The four airmen were handed over to the Gestapo at 4 am on 29 March 1944 believing that they were to be returned to prison camp by road but near Jelenia Góra then called Hirschberg they were shot.
Kierath was one of the 50 escapers who had been listed by SS-Gruppenführer Arthur Nebe to be killed, so was amongst those executed and murdered by the Gestapo. He was amongst those cremated at Brüx. His remains are now buried in part of the Poznań Old Garrison Cemetery.

The Australian press maintained a chase for information and justice for their murdered airmen.
His name was on the list of murdered officers which was published by newspapers on 20 May 1944.
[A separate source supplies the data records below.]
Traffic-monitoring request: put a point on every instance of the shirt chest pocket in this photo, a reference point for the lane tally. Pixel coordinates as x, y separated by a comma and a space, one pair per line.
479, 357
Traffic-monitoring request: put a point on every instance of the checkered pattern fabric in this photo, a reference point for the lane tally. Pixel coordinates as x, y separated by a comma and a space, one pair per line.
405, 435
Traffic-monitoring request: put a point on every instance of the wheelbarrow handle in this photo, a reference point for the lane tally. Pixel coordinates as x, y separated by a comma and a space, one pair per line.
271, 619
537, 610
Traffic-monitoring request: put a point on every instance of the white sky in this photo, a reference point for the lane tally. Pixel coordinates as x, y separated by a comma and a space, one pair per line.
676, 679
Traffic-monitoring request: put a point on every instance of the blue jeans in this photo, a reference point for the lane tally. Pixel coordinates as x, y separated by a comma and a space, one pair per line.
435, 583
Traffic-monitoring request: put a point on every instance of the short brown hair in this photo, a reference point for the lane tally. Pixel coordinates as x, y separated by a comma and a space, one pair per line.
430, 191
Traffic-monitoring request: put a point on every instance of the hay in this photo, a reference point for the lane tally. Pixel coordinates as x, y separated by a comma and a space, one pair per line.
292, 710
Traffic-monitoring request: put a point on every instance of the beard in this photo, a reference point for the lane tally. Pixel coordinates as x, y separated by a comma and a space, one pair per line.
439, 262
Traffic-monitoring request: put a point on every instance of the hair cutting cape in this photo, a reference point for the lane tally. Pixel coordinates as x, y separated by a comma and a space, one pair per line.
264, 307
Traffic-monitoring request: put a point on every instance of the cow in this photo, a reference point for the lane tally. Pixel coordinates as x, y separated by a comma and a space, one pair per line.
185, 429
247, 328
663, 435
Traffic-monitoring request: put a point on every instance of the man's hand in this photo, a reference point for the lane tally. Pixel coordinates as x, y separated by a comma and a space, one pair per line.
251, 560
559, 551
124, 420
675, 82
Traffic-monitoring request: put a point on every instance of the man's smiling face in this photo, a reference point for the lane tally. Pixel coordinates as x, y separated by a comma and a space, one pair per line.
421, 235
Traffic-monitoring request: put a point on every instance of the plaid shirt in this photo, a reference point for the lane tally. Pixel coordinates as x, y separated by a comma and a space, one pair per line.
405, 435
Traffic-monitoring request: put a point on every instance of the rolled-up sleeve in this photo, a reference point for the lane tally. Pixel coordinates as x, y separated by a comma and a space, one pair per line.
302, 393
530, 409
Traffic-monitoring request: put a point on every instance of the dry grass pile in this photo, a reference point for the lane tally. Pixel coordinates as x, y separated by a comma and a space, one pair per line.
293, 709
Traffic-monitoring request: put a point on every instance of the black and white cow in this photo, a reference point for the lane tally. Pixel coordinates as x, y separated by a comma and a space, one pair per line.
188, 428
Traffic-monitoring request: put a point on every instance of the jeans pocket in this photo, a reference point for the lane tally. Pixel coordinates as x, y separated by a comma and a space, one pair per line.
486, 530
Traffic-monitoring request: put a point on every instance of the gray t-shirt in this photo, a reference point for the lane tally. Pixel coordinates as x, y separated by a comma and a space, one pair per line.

| Nationalities of the 50 executed |
| UK 21 British |
| Canada 6 Canadian |
| Poland 6 Polish |
| Australia 5 Australian |
| South Africa 3 South African |
| New Zealand 2 New Zealanders |
| Norway 2 Norwegian |
| Belgium 1 Belgian |
| Czechoslovakia 1 Czechoslovak |
| France 1 Frenchman |
| Greece 1 Greek |
| Lithuania 1 Lithuanian |

==Awards==
His conspicuous bravery as a prisoner was recognized by a Mention in Despatches as none of the other relevant decorations then available could be awarded posthumously. It was published in a supplement to the London Gazette on 8 June 1944.

==Notes==
On 25 March 2012, the Czech Republic held a ceremony honouring these men and unveiling a plaque in their memory in the city of Most (formerly Brüx) where they were murdered. The Czech Air Force organised a fly past and a Guard of Honour at the ceremony, which took place on the 68th anniversary of their escape. Members of the families of the four airmen met for the first time at this event.

==Other victims==

The Gestapo executed a group of 50 of the recaptured prisoners representing almost all of the nationalities involved in the escape. Post-war investigations saw a number of those guilty of the murders tracked down, arrested and tried for their crimes.